It's safe to say that the EU's antitrust chief, Margrethe Vestager, isn't afraid of a challenge.
Since taking on the role of competition commissioner in 2014, she's confronted the likes of Google, Apple and Facebook; having undertaken investigations and handed down million and billion-euro fines to certain companies.
As a leading enforcer of competition law in the European Union, Vestager has learned a thing or two during her time in politics and policy — and has some key advice for any woman who has ambitions of taking on a leadership role like she's done.
"I think sometimes it is a good idea just to forget how other people see you — and to push forward and try to do things," Vestager, European Commissioner for Competition told CNBC's Silvia Amaro this week.
In any scenario which may result in judgement from others, quite often, the "worst thing that can happen" is that you may feel ridiculed, Vestager explained, or your pride may get knocked or you may suffer rejection.
Yet, at the end of the day, "you will live and be wiser," she added. "And this I think, for me, this is one of the ways that I have gained experience."
"So, very often the worst thing that can happen is not very bad.

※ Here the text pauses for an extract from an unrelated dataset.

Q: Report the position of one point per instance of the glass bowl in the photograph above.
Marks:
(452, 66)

So, keep trying."
Other aspects that shouldn't be considered as a hindrance are your gender or age.
"I think be aware that you a woman, because this is a great thing. You don't have to try to be a man, to look for leadership positions or to be wanting to hold the tool of power to help other people," said Vestager.

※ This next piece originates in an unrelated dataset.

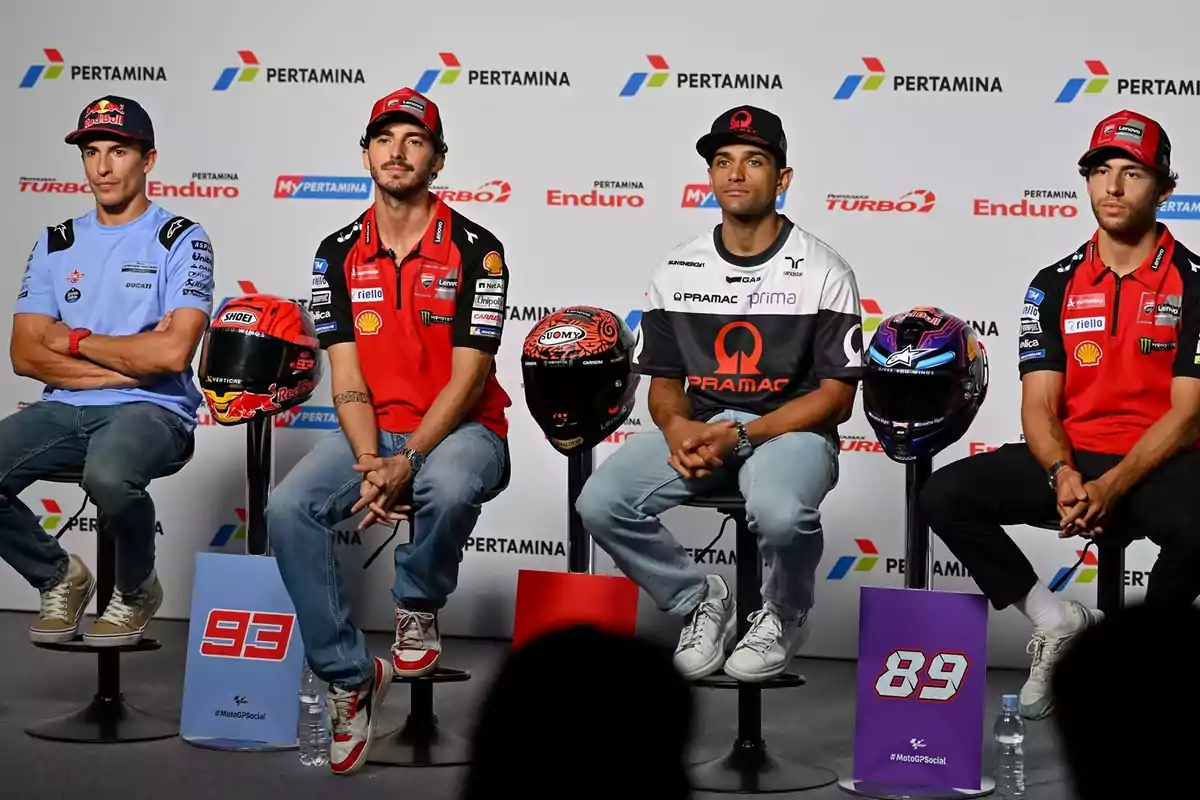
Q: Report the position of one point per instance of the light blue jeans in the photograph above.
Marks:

Looking back at the achievements she made when she was younger, the commissioner explained that what may have helped her grow, and therefore thrive, was her decision to not agonize over her age when pursuing something.
"One of the things that amazes me now that I'm 50, is that what I did when I was (in my) mid-20s. And I think one of the reasons why it could happen was, that I didn't realize that I was too young. So, I did it, as if I had learned more and seen more and was more experienced."

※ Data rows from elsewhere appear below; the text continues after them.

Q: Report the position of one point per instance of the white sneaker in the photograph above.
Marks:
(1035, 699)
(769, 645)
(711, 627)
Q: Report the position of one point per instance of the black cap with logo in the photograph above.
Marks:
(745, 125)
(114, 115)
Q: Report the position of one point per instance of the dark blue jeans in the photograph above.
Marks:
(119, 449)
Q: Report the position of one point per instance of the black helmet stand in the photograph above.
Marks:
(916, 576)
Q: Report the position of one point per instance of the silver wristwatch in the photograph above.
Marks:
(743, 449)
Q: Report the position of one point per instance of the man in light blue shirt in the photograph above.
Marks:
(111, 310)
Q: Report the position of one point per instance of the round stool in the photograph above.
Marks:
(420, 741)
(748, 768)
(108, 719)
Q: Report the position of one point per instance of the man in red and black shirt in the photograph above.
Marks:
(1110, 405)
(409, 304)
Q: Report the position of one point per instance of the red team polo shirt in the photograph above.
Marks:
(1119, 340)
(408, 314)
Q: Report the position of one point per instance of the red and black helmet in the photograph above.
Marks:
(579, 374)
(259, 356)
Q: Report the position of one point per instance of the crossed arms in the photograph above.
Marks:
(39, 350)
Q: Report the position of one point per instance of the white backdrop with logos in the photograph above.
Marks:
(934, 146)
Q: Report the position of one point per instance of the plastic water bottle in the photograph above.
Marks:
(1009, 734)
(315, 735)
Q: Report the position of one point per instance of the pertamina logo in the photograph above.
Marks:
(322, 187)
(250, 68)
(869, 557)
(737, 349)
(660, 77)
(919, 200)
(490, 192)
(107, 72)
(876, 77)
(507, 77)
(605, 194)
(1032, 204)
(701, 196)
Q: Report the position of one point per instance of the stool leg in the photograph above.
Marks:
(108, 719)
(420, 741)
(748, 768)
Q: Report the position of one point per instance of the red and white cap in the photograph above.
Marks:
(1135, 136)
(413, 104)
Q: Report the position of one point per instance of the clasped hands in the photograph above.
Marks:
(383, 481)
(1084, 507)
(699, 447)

And, this attitude helped Vestager throw herself into the world of work. In fact, after she graduated from university in the early 1990s, Vestager got swiftly involved in Denmark's political sphere, having worked for the finance ministry and for the Agency for Financial Management and Administrative Affairs — both of which she did before reaching 30.
Vestager has held the position of Denmark's economic affairs and interior minister, as well as being the political leader of the Danish Social Liberal Party from 2007 to 2014.